К этому времени три путешественника утратили всю мягкость и обходительность южан. Развеялось романтическое очарование путешествия по Арктике, действительность оказалась чересчур суровой. Мерседес перестала плакать от жалости к собакам, – теперь она плакала только от жалости к себе и была поглощена ссорами с мужем и братом. Ссориться они никогда не уставали. Раздражительность, порожденная невзгодами, росла вместе с этими невзгодами, переросла и далеко опередила их. Эти двое мужчин и женщина не обрели того удивительного терпения, которому Великая Северная Тропа учит людей и которое помогает им в трудах и жестоких страданиях оставаться добрыми и приветливыми. У новых хозяев Бэка не было и капли такого терпения. Они коченели от холода, у них все болело: болели мускулы, кости, даже сердце. И оттого они стали сварливыми, и с утра до ночи грубости и колкости не сходили у них с языка.
Как только Мерседес оставляла Чарльза и Хэла в покое, они начинали ссориться между собой. Каждый был глубоко уверен, что он делает большую часть работы, и при всяком удобном случае заявлял об этом. А Мерседес принимала сторону то мужа, то брата, – и начинались бесконечные семейные сцены. Заведут, например, спор, кому из двоих, Чарльзу или Хэлу, нарубить сучьев для костра, – и тут же начнут ни к селу ни к городу поминать всю родню, отцов, матерей, дядей, двоюродных братьев и сестер, людей, которые находятся за тысячи миль, и даже тех, кто давно в могиле. Было совершенно непонятно, какое отношение к рубке сучьев для костра имеют, например, взгляды Хэла на искусство или пьесы, которые писал его дядя по матери. Тем не менее к спору все это приплеталось так же часто, как и политические убеждения Чарльза. И какая связь между длинным языком сестры Чарльза и разжиганием костра на Юконе – это было ясно одной лишь Мерседес, которая разражалась потоком комментариев на эту тему, а кстати уже высказывалась относительно некоторых других неприятных особенностей мужниной родни. Тем временем костер не разжигался, приготовления к ночлегу не делались, собаки оставались ненакормленными.

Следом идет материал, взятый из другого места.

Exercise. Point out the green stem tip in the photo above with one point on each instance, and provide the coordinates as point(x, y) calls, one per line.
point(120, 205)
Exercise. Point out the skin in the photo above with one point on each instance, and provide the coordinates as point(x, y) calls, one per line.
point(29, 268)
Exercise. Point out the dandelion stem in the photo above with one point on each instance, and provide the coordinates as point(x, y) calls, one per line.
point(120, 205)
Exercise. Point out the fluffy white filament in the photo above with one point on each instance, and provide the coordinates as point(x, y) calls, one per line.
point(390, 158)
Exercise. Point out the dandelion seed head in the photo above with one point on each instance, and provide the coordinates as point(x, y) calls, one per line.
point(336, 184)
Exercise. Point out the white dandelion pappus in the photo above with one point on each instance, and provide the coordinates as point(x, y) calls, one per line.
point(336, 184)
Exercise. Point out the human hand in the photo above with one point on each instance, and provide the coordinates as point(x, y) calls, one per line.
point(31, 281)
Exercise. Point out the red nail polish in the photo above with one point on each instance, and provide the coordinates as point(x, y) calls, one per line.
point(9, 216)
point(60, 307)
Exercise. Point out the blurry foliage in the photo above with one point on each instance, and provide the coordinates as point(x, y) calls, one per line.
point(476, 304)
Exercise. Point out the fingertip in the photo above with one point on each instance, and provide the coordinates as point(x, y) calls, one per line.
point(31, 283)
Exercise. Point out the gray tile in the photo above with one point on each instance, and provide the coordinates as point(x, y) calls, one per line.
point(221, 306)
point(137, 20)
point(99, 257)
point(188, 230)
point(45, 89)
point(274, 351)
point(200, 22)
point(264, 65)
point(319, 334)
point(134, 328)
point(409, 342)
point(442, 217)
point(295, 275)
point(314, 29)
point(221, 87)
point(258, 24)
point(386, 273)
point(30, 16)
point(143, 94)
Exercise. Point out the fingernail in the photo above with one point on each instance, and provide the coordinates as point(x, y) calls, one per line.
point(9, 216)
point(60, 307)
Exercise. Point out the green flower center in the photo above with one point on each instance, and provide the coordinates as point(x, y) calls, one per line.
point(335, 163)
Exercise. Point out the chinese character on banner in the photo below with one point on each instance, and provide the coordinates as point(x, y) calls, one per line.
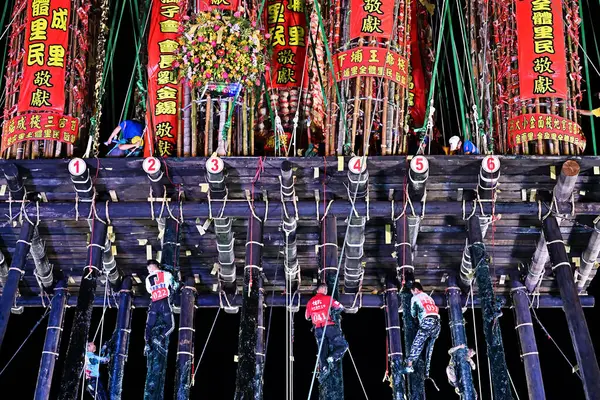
point(46, 43)
point(541, 49)
point(286, 21)
point(39, 126)
point(164, 89)
point(371, 18)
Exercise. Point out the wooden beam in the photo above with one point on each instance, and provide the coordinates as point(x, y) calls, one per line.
point(580, 335)
point(52, 341)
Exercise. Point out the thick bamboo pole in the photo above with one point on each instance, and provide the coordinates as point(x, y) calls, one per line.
point(52, 341)
point(580, 335)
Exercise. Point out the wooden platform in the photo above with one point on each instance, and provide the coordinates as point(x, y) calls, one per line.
point(439, 247)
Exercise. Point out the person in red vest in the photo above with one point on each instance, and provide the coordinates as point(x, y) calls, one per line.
point(423, 308)
point(327, 332)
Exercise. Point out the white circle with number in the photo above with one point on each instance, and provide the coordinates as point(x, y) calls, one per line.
point(214, 165)
point(490, 164)
point(357, 165)
point(151, 165)
point(419, 164)
point(77, 167)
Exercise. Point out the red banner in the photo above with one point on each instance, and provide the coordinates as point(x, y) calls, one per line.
point(39, 127)
point(371, 61)
point(542, 57)
point(371, 18)
point(530, 127)
point(207, 5)
point(44, 62)
point(163, 86)
point(287, 26)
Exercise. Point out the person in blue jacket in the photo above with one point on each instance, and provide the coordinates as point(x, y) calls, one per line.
point(130, 142)
point(92, 372)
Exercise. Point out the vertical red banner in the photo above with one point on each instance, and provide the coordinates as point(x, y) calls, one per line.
point(371, 18)
point(286, 20)
point(163, 86)
point(541, 41)
point(44, 62)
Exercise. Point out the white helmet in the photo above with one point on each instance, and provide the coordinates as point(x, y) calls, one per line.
point(454, 143)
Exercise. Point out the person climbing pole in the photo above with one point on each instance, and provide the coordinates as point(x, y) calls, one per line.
point(457, 147)
point(94, 384)
point(160, 284)
point(451, 369)
point(423, 308)
point(130, 142)
point(334, 344)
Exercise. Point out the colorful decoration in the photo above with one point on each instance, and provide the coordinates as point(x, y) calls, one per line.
point(529, 127)
point(164, 89)
point(541, 44)
point(371, 61)
point(286, 21)
point(221, 48)
point(44, 126)
point(46, 44)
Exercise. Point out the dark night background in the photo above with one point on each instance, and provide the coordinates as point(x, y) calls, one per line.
point(365, 331)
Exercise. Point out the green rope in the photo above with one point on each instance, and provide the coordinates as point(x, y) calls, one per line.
point(587, 77)
point(435, 68)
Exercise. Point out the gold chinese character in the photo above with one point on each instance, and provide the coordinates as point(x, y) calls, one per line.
point(543, 65)
point(543, 46)
point(60, 17)
point(40, 8)
point(169, 11)
point(372, 6)
point(277, 35)
point(371, 24)
point(286, 56)
point(168, 46)
point(275, 13)
point(56, 55)
point(297, 34)
point(38, 29)
point(285, 75)
point(166, 93)
point(42, 78)
point(39, 98)
point(169, 26)
point(166, 108)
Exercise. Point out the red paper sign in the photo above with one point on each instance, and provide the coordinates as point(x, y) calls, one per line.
point(530, 127)
point(371, 61)
point(371, 18)
point(163, 85)
point(44, 61)
point(287, 26)
point(207, 5)
point(542, 57)
point(39, 127)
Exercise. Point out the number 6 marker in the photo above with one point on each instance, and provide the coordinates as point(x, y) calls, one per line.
point(419, 164)
point(356, 165)
point(77, 167)
point(214, 165)
point(151, 165)
point(490, 164)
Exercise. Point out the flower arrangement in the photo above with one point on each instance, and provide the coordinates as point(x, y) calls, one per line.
point(215, 47)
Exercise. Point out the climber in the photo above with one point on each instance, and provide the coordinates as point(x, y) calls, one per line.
point(451, 369)
point(326, 330)
point(160, 284)
point(423, 307)
point(130, 141)
point(456, 146)
point(92, 372)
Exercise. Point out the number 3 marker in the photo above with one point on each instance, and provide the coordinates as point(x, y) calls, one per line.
point(151, 165)
point(214, 165)
point(77, 167)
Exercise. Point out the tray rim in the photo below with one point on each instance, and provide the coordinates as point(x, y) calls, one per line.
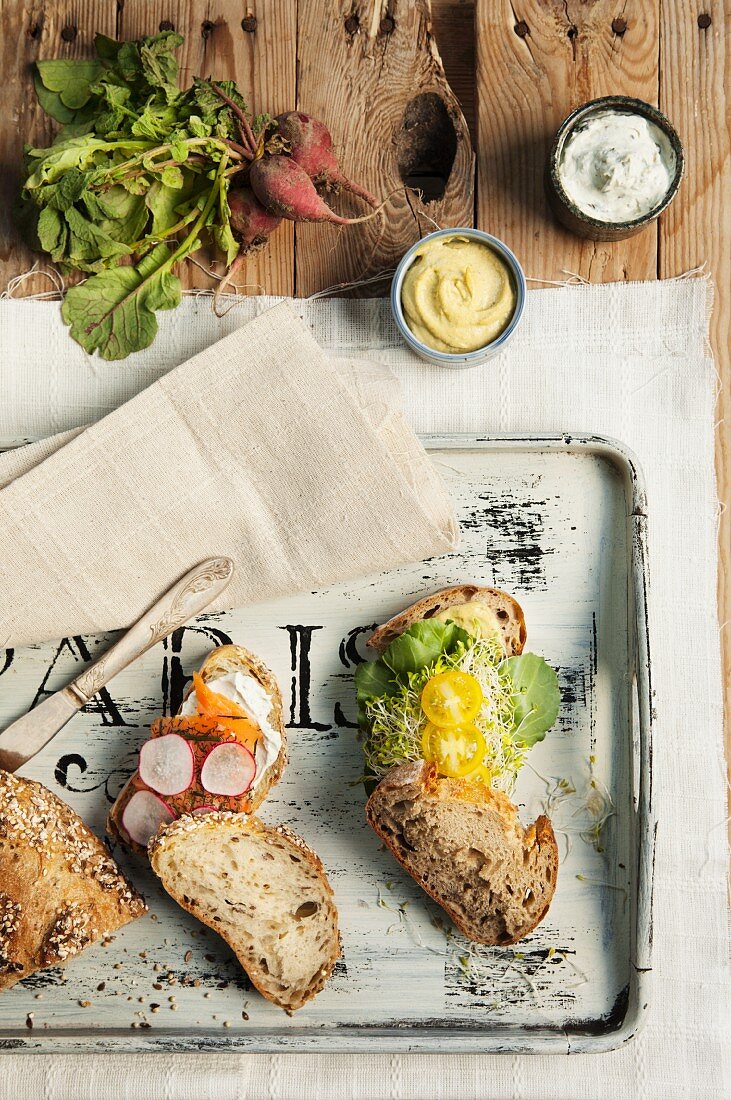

У Мерседес был особый повод для недовольства – претензии чисто женского свойства. Она была красива, изнежена, мужчины всегда рыцарски ухаживали за ней. А теперь обращение с ней мужа и брата никак нельзя было назвать рыцарским! Мерседес привыкла ссылаться всегда на свою женскую беспомощность. Чарльза и Хэла это возмущало. Но она протестовала против всяких покушений на то, что считала самой основной привилегией своего пола, и отравляла им жизнь. Она устала, она чувствовала себя больной и потому, не жалея больше собак, все время ехала на нартах. Однако это слабое и прелестное создание весило сто двадцать фунтов – весьма солидное прибавление к тяжелой поклаже, которую приходилось тащить ослабевшим и голодным собакам. Мерседес целыми днями не слезала с нарт – до тех пор, пока собаки не падали без сил и нарты не останавливались. Чарльз и Хэл уговаривали ее слезть и идти на лыжах, просили, умоляли, а она только плакала и докучала богу многословными жалобами на их жестокость к ней.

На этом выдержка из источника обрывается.